The Polymer study combines topics in areas such as Polyester, Membrane and Nanotechnology. She interconnects Differential scanning calorimetry, Acrylate, Monomer and Molar mass distribution in the investigation of issues within Polymerization. Her Surface modification research includes themes of Endophthalmitis, Biocompatibility, Adhesive, Thermoplastic polyurethane and Methacrylic anhydride.

Between 2011 and 2021, her most popular works were:

• Surgical adhesives: Systematic review of the main types and development forecast (182 citations)
• Development of novel alginate based hydrogel films for wound healing applications (182 citations)
• Biodegradable poly(ester amide)s – A remarkable opportunity for the biomedical area: Review on the synthesis, characterization and applications (107 citations)

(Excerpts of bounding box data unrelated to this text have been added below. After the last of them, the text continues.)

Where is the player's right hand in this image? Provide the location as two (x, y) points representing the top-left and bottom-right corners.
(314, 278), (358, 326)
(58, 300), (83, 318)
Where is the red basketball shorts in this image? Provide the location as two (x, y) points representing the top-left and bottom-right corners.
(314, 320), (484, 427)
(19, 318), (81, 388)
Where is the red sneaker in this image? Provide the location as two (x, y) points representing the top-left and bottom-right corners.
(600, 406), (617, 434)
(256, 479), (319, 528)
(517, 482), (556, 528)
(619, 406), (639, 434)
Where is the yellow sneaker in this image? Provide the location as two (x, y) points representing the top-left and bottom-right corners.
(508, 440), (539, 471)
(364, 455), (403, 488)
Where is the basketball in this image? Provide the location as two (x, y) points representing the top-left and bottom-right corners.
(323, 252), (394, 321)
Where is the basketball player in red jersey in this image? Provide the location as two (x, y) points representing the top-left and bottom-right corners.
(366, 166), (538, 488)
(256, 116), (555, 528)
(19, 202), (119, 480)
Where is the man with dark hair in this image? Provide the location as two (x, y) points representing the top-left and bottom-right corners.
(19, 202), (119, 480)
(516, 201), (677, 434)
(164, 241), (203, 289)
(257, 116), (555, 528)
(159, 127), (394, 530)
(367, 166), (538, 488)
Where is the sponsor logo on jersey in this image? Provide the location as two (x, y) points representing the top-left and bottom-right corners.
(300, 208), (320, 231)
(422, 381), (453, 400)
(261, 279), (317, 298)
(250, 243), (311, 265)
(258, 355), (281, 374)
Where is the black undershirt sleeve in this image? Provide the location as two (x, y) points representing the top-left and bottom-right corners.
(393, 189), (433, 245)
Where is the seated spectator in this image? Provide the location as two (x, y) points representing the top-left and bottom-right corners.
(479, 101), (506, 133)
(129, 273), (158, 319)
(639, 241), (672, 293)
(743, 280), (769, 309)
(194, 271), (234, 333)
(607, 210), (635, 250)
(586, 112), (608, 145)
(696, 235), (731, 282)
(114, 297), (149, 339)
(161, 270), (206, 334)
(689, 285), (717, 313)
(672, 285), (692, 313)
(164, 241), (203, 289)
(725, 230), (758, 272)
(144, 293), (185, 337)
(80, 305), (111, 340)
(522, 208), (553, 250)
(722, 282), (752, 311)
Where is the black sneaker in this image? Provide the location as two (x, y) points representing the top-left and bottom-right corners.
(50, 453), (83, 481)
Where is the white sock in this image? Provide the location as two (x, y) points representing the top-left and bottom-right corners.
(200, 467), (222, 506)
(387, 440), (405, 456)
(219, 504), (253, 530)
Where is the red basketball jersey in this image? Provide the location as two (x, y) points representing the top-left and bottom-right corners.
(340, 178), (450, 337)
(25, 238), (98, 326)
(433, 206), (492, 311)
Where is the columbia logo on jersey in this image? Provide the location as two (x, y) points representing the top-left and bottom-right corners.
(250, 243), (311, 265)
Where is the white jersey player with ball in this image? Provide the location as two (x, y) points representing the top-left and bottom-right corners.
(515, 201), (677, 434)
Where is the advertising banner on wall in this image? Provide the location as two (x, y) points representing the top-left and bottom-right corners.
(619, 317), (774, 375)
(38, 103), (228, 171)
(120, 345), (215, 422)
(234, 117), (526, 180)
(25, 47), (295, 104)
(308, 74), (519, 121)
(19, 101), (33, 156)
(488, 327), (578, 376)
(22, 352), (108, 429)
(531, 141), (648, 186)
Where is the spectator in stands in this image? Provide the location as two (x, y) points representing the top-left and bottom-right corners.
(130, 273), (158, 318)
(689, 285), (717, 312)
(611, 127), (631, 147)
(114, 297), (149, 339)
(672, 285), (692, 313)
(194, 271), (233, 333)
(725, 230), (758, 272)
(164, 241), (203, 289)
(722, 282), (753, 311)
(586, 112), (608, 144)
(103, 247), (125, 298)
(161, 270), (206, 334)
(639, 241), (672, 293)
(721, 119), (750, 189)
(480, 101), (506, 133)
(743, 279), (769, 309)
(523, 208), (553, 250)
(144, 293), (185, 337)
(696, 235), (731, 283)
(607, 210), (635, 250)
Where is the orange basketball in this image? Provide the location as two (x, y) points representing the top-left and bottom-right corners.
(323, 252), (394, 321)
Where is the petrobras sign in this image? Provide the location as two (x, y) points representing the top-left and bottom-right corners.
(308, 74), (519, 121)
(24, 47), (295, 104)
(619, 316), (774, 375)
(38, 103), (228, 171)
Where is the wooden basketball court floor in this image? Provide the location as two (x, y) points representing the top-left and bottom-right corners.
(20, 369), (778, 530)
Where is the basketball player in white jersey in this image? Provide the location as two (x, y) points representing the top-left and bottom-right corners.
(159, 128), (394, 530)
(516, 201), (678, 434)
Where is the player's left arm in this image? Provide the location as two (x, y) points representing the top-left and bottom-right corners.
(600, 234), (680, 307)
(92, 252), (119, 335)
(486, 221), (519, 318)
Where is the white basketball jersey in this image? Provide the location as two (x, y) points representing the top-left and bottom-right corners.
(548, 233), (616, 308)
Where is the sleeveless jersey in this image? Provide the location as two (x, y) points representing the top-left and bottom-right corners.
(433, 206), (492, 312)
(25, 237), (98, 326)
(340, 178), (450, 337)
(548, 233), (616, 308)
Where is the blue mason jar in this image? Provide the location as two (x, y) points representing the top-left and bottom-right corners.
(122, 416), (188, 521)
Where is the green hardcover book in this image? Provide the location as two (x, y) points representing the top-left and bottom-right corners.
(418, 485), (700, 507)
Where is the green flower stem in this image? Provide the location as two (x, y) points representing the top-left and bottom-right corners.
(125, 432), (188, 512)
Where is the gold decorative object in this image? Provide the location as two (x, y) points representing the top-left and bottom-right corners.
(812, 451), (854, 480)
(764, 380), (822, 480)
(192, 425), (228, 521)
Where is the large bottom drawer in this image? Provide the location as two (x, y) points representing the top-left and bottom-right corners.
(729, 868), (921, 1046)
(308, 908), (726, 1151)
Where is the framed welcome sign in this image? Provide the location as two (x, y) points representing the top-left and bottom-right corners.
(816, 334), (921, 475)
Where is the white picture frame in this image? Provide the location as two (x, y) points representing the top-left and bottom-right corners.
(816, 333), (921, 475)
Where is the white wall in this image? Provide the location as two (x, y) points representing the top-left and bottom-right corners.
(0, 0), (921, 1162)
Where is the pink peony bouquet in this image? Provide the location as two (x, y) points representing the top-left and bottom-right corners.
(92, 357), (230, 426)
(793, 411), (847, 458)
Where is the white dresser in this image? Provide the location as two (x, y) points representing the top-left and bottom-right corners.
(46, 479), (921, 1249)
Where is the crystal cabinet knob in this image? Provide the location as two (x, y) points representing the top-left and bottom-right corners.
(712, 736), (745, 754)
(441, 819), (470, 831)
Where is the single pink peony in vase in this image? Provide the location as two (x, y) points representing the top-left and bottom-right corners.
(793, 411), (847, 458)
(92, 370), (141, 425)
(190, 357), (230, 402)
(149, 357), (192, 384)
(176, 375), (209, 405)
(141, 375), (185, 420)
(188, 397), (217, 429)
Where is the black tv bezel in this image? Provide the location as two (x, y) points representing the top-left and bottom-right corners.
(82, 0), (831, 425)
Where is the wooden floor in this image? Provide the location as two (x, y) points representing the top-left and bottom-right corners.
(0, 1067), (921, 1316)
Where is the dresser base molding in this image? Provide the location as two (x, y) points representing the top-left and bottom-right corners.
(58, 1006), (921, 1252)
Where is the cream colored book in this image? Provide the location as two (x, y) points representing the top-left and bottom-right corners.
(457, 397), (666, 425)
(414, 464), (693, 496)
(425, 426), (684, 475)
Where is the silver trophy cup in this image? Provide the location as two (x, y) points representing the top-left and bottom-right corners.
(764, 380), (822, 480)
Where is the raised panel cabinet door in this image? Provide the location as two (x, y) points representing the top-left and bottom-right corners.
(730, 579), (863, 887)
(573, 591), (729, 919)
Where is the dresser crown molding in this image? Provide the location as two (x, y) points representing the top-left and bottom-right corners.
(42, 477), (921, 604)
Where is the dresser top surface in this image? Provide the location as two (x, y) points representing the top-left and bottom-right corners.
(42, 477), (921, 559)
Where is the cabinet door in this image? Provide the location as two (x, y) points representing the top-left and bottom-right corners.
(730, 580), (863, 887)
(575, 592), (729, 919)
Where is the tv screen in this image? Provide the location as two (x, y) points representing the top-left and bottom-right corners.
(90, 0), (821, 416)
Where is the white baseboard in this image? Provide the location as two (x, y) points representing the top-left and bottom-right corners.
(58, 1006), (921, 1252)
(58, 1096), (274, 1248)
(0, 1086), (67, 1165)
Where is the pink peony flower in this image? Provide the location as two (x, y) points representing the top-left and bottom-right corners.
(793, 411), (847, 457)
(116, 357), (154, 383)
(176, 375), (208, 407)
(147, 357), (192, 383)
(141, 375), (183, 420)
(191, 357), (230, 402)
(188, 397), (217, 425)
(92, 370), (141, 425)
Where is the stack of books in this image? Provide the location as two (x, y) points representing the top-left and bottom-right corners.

In her most recent research, the most cited papers focused on:

• Polymer
• Organic chemistry
• Enzyme

Her scientific interests lie mostly in Polymer chemistry, Nuclear chemistry, Polymer, Surface modification and Chitosan. Her biological study spans a wide range of topics, including Swelling, Thermal stability, Distilled water, Aqueous solution and Solubility. Her Nuclear chemistry study combines topics in areas such as Biochemistry, Incubation, Enzyme and In vitro degradation.

Her Polymer study also includes

• Nanotechnology together with Natural polymers, Methacrylate and Amorphous solid,
• PLGA and related Organic chemistry. Her Surface modification research is multidisciplinary, relying on both Biocompatibility, Drug delivery, Controlled release, Swelling capacity and Methacrylic anhydride. Her work deals with themes such as Contact lens, Covalent bond, Vinyl alcohol and Microparticle, which intersect with Chitosan.